Once in the new location we got to meet Roommate #1. This guy made it plain he knew more than the doctors and staff. The food restrictions prompted cursing and bad-tempered grumbling. Over the next 24 hours we watched him get turned down by one staffer after another – only to hear him push the same demands on the next staffer who came in. After they left we were treated to long, foul complaints and accusations over the way he was being mistreated and ignored.
He kept his TV volume up loud all night. So there was no sleeping for us the first night. My wife quietly appealed for us to be moved to another room if one was available. But it was a busy night at the hospital. Every room was full up.
The roommate’s bad manners continued the next day. He would be told he needed to stay in bed and to stop pulling out his IV’s. As soon as a nurse departed, the fellow would get out of bed. We saw him dressed (changed out of the hospital gown) and wearing a ball cap heading out to the hallway. We heard him explaining he was going to walk across the street for a cigarette. The nurses told him he could not leave the floor. This prompted more swearing as he returned to his bed and waited for someone to reconnect his IV’s.
Somewhere during that day it was decided that I would have my 7-month old feeding tube replaced at the same time I had a colonoscopy the next day. To prepare for that I was sent some Instant Diarrhea Mix in a giant economy size two-gallon container. As evening started, Melanie began pouring it down my feeding tube.
I was a virgin to all this. You kind of know what’s coming but not the details. When it was suddenly time to move to the toilet, I was unable to move fast enough. The stroke has removed my sense of balance and ability to move without some kind of walker. So the nurses got to change the bedding and clean the floor between the bed and the bathroom five feet away.
The rest of the night was spent, for safety’s sake, sitting on the toilet. This turned out to be a smart, if uncomfortable, decision.
At close to midnight, the unhappy roommate was finally moved out to another room. Perhaps the condition of his roommate made him happy to leave.
The next day we were told that “out patients” got to go first with the doctors doing colonoscopies. I was told my chance would come “after 5 pm.” In the meantime, no food or liquids. Melanie said, “Perhaps there’s a reason we have to be here all day.”
That reason was rolled in a short while later. Roommate #2 was an 89 year old man who had suffered a stroke. During the day we overheard their doctor give his gloomy prognosis of how unlikely a recovery would be.

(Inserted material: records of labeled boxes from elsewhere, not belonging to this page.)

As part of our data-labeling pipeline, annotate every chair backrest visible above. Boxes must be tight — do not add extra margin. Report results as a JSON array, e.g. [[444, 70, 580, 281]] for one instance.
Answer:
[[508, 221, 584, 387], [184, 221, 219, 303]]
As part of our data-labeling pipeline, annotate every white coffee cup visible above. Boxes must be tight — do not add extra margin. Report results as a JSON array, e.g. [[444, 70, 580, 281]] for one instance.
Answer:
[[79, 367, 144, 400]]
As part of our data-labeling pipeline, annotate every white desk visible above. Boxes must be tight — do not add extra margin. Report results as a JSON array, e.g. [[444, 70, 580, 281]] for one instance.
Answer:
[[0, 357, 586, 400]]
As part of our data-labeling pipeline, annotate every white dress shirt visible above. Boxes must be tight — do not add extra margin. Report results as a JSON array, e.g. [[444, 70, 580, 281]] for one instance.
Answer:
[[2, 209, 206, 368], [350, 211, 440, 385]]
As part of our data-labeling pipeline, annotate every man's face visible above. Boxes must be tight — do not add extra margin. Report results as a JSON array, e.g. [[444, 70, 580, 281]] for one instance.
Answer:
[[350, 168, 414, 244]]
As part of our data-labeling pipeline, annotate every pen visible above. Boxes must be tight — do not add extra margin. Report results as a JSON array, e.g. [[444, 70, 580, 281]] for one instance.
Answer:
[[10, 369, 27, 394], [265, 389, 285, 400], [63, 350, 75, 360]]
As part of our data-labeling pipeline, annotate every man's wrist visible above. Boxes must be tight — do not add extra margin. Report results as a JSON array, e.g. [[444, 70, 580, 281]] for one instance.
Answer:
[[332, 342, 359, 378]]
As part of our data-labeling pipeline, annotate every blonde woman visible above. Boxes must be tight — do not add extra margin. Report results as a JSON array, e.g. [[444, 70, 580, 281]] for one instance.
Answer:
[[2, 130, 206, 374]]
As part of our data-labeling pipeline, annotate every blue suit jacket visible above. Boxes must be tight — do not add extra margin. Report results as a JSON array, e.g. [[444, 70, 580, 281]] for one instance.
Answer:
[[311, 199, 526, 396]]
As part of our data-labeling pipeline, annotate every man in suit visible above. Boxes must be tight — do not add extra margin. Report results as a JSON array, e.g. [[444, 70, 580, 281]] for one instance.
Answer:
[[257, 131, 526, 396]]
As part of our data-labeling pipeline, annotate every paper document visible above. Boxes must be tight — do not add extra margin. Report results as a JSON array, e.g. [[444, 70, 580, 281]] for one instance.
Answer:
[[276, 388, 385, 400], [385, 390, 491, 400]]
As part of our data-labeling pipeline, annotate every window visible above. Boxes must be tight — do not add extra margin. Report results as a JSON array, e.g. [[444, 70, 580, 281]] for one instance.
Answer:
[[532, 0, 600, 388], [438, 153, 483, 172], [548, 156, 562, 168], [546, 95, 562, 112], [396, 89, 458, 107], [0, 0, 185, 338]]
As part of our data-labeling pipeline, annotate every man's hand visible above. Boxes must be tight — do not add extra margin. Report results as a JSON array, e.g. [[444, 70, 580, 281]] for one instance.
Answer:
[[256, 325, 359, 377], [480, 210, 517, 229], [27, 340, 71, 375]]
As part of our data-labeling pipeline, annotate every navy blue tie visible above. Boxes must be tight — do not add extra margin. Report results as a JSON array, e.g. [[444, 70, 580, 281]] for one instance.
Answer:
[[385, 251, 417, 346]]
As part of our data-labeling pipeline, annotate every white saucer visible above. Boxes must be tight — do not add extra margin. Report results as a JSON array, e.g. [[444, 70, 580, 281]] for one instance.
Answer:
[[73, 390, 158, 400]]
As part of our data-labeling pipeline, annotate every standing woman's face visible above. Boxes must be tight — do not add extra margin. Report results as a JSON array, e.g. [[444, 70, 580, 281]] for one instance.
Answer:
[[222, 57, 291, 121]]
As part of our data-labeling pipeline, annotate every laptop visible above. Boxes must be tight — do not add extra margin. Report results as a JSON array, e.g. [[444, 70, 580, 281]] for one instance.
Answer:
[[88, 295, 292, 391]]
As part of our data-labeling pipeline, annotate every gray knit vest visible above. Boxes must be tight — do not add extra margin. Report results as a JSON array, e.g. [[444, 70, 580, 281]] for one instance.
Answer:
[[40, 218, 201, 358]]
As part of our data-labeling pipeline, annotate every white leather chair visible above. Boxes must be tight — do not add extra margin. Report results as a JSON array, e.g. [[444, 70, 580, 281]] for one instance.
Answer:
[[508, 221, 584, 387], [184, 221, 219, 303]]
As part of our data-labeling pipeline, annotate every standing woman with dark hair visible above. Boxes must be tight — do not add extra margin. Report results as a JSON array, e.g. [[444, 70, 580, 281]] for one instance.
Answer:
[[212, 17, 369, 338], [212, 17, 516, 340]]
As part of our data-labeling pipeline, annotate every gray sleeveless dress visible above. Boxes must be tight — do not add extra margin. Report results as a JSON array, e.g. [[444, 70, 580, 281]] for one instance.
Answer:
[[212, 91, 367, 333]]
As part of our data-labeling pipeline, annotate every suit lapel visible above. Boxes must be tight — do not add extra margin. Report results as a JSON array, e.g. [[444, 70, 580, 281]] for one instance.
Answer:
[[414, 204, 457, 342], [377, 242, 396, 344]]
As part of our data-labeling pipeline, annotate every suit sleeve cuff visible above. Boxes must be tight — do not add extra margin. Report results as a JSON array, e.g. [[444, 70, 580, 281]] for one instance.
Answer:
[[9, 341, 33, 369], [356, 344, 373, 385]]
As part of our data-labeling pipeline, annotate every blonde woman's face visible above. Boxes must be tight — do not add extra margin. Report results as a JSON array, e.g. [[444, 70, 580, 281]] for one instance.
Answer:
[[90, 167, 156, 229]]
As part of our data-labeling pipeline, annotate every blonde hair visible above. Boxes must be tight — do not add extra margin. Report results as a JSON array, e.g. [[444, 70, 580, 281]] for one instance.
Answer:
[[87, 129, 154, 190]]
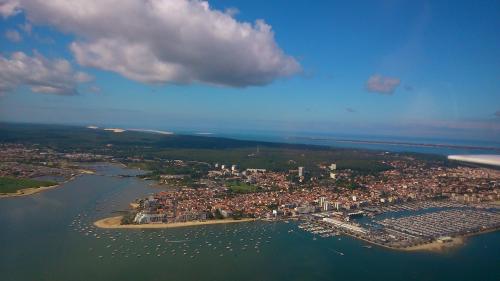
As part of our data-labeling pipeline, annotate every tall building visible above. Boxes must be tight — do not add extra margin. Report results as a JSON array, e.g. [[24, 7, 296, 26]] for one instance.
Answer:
[[323, 201, 332, 212], [319, 197, 326, 207], [299, 167, 306, 177]]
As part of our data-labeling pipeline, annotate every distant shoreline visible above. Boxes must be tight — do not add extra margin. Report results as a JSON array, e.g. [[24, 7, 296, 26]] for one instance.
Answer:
[[0, 167, 94, 199], [0, 183, 61, 198], [94, 216, 256, 229]]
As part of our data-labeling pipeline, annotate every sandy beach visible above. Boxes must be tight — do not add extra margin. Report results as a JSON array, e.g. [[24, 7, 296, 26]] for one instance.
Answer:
[[94, 216, 255, 229]]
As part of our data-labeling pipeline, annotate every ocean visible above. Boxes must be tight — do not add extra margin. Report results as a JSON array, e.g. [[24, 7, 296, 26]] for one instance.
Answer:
[[0, 164, 500, 281]]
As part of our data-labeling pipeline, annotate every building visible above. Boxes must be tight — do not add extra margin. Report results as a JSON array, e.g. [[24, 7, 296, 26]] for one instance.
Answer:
[[299, 167, 306, 177], [319, 197, 326, 207], [323, 201, 332, 212]]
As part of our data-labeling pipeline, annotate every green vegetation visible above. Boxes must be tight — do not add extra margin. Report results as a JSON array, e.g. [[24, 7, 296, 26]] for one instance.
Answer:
[[226, 181, 260, 193], [0, 177, 57, 193], [0, 123, 446, 177]]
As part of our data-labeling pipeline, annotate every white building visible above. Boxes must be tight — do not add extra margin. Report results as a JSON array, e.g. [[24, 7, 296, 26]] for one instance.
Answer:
[[299, 167, 306, 177]]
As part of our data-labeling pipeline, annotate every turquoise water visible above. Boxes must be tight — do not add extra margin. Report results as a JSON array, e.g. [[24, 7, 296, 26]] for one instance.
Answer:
[[0, 165, 500, 281]]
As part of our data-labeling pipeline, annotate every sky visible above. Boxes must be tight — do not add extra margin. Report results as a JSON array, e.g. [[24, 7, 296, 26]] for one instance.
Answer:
[[0, 0, 500, 141]]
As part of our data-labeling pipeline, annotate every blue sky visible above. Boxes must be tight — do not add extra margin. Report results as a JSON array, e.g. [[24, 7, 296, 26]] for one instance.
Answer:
[[0, 0, 500, 140]]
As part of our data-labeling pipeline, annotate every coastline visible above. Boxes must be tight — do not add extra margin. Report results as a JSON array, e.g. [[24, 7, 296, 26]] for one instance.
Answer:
[[0, 167, 95, 199], [0, 183, 61, 198], [94, 216, 256, 229]]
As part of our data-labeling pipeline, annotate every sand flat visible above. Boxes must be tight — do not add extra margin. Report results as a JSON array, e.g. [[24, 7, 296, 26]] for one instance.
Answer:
[[94, 216, 255, 229]]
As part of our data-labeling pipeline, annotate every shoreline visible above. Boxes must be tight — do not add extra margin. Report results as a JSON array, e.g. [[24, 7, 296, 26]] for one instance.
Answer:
[[0, 169, 95, 199], [342, 225, 500, 253], [94, 216, 256, 229], [0, 183, 61, 198]]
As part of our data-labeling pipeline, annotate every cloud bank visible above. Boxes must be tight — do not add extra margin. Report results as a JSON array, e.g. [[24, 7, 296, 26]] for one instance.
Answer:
[[366, 74, 401, 95], [0, 0, 301, 87], [0, 52, 91, 95]]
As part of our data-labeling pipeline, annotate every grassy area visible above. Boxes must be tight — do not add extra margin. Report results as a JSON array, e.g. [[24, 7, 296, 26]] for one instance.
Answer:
[[227, 181, 259, 193], [0, 177, 57, 193]]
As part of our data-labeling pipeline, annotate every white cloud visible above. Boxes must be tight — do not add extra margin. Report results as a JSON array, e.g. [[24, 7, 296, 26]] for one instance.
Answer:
[[366, 74, 401, 95], [0, 52, 92, 95], [0, 0, 20, 18], [1, 0, 300, 87], [5, 29, 23, 42]]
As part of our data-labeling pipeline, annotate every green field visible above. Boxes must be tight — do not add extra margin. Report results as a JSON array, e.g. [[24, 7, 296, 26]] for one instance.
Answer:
[[0, 177, 57, 193]]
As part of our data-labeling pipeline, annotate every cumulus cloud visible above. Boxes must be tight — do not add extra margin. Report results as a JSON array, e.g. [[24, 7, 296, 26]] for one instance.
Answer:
[[5, 29, 23, 42], [0, 52, 92, 95], [366, 74, 401, 95], [0, 0, 301, 87]]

Only a thin curtain separated us from the group gathered around the other bed. Melanie and I held hands tightly as we listened. I said to her, “The man is 24 years older than I am. I have time to recover. We are trusting the Lord for my healing.” Melanie agreed.
Soon it became apparent that this was a Christian family. When the gentleman was wheeled away for testing, Melanie caught the attention of the man’s daughter who had brought him in. She gestured for the woman to step into the bathroom and closed the door. She told the woman she could understand what she was feeling since I had also suffered a stroke. Melanie got to pray with her. The daughter got to cry.
A bit later the son in law stopped to talk with us. He runs a large farm. He was struggling with the decisions before them. He said, “When we have an animal suffering, we put it down out of mercy. With human beings, we can’t do that.” We told him we would be praying for the whole family.
I was finally wheeled into the operating room some time after 8 pm.
When I came to from the anesthesia, a doctor from my own church greeted me with a big smile and said how much he missed me. The nurse watching over me was not smiling when, a few moments later, she told Melanie and me that the colonoscopy had not been completed. But I was wearing a new and shorter feeding tube to my stomach. I had yet to speak at all with the doctor himself who had done it.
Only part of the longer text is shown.